Still, the fiery beast was different. Patrin didn’t think it was a true wyrm, but it was so like one that he wondered if, despite all the manifest reasons to do so, it could be right for a champion of the dragon god to oppose it.

But his uncertainty only lasted a heartbeat. Then came a surge of supernal strength he hadn’t even requested, and with it clarity. He often asked Bahamut for guidance. For once, the god had chosen to provide it, assuring him without the necessity of words that it was, in fact, his sacred duty to battle creatures like the one that loomed before him.

When the reptile struck, it was like a tree or tower falling at him. He leaped aside, which saved his life, but didn’t spare him from the blistering heat the saurian radiated like an oven. Grateful that at least at the moment flame didn’t shroud the thing’s entire crested head, he stepped in, shouted the name of his god, and cut.

Guided by Bahamut’s Power, Patrin’s sword found a place where the creature’s scales overlapped imperfectly. As a result, the stroke bit deeper than any of Balasar’s efforts. The creature jerked its head high. Hot enough to scald, blood showered down. Patrin twisted away to protect his face.

Unfortunately that meant he’d looked away from his foe, and instinct immediately screamed that he’d made a mistake. He sprang from the shadow of the immense foot hurtling down to crush him. Something-the tip of a claw, he realized-snagged the back of his surcoat and started to yank him down onto his back. But then the purple garment ripped instead. He reeled, then caught his balance.

As he turned, the ruined surcoat slid down low enough to hinder the action of his arms or even trip him. It was on fire too. But he didn’t have time to rid himself of it, because his foe was already striking at him again.

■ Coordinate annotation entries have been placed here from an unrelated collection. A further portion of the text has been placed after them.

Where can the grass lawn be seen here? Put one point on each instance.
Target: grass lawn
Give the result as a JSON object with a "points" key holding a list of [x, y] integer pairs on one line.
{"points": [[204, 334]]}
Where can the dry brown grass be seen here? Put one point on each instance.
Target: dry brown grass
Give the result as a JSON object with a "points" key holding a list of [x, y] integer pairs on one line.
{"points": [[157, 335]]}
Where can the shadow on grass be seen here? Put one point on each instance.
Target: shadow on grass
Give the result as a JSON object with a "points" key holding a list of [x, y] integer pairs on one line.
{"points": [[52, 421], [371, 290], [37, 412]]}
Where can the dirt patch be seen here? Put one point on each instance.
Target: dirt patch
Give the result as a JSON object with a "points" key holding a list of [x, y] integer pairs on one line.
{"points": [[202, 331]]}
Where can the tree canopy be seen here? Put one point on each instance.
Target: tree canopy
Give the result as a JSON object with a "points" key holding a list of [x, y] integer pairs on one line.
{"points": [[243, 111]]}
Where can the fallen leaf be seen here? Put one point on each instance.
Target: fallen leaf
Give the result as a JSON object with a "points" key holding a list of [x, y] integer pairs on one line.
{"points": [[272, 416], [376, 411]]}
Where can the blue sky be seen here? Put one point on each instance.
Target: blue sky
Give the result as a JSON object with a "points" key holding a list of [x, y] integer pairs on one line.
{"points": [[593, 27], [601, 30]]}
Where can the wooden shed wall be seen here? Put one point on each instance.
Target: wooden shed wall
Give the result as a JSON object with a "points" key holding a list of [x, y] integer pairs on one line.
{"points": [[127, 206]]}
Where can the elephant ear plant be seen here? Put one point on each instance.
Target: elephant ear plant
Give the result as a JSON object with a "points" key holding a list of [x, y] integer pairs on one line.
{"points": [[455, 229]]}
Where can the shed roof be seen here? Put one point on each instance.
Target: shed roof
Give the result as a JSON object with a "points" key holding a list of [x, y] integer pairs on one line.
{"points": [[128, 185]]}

He leaped aside, then hurled more of Bahamut’s Power. Silvery light flared from his sword to splash across the side of the reptile’s head. Its neck twisted as it oriented on him once again, but it moved more slowly than before. The god’s Power had robbed it of its quickness.

Patrin tore the tattered, burning surcoat off his body, then dashed past the creature’s head to its body. He thrust, seeking the enormous heart that had to be beating somewhere behind its armor of scales.